Be Assertive. Not Aggressive.
By Tony Cole, CLO of Anthony Cole Training Group
Assertive (not aggressive) salespeople win more business than others. They care so much about doing the right thing for their clients that they are willing to risk the relationship and the deal in order to make sure the prospect or client makes the right decisions. Does that describe your people? Are they assertive?
When we say assertive, what do we mean? What sales habits do assertive and successful people do day in and day out?
Here are the 5 Direct Sales Activities That Lead to Sales Success:
- Activities that lead to getting names – networking, speaking engagements, sponsored seminars, meeting with centers of influence and/or asking for introductions
- Calling a suspect on the phone for an appointment
- Conversations and meetings to qualify a suspect
- Gathering additional information that leads to a presentation meeting
- Presentations/pitch meetings that lead to decisions
Today, we are going to focus on the importance of 3, 4 and 5. In our primary markets of financial institutions, investment services and insurance brokerage, we ARE the resource for sales growth solutions. We coach our clients on the fact that the reason for either their sales growth or loss is due to their people’s effort or execution. But what does assertiveness have to do with Effort and Execution of steps 3, 4 and 5? In a word, EVERYTHING.
In each one of these steps, the skill of asking the right questions, the right way, at the right time is critical.
In our selling system, we explain that – in order for a prospect to qualify – they must:
- Have compelling reasons to buy, make a change, do something different
- Have the capability and willingness to invest the right time, money and effort required for the purchase/change
- Be in a position of decision making and be able to make the decision to find a solution to the compelling (have to fix) issue, can make the money decision, can leave a current or add to a current relationship, and say yes or no.
There are lots of questions that need to be asked in order to find out if the prospect qualifies in these three areas. Some of these questions require a sales person to be assertive.
Questions such as:
- How will you go about telling your current broker/banker/relationship that you are no longer going to do business with them?
- If you don’t have the money, how will you solve the problem?
- The budget you have won’t be enough to get you the outcome you want. What part of the solution do you want to eliminate?
- What will you tell your partner when they say they don’t want to make the change?
Additionally, sometimes statements are required that would be considered counter-intuitive to selling, gutsy and risky.
- Based on our experience and deep domain knowledge about your business, your best action to take would be this: ________. If that doesn’t seem to work for you, then there’s a possibility that we won’t be a good match.
- If I treated my clients the way you’ve been treated, then I would expect to be fired.

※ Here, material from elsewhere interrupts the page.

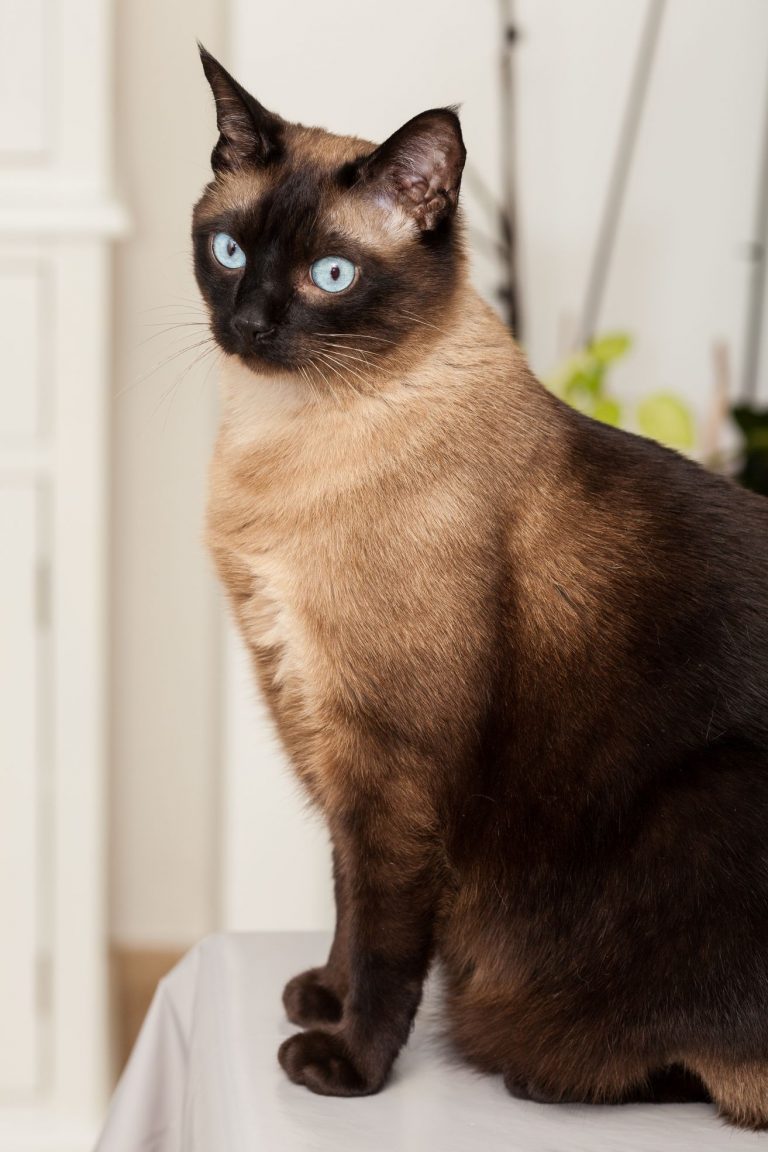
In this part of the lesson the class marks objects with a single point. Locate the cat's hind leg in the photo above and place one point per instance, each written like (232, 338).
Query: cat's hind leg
(738, 1090)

- When we finish our presentation, solve all of the problems you’ve asked us to address within your budget and answered all your questions, I’ll need for you to be in a position to make a decision on whether we’ll do business together or not.
- Maybe the most important thing for you to consider is “fit”. If there isn’t a fit between our two companies, then our products and pricing really don’t matter.
Imagine for a second that you had salespeople that were gutsy enough to have these types of conversations. What would happen? You might fear that you would lose more business. But… suppose that wasn’t the case. Suppose by being more assertive and gutsier, your salespeople eliminated tire kickers earlier. Suppose this led to the elimination of “think it overs” and actually got people to decide. Imagine for a second that your salespeople stopped making presentations to people who could only say “no” and never had the authority or intention of saying “yes”. What would happen?
Your people would sell more, more quickly, at higher margins. They would stop wasting time, stop getting delays, stop being shopped by a prospect that was just trying to keep a current provider honest.
Here’s How Sales Managers Can Get Their Salespeople to be More Assertive
Sales managers must hold their salespeople accountable to the right level of sales activity. To do this, you must have a success formula and a well-defined sales process so that you can identify where the choke points are for individuals when they fail to close “sure thing” opportunities. You must also have a pipeline tool that actually helps you predict the possibility of an opportunity closing rather than a tool that just reports that there is activity in the pipeline. And, finally, you must have a full pipeline – an anemic pipeline makes cowards out of salespeople. These are the tools you will need to help your salespeople be more assertive and close more business, more quickly, at higher margins.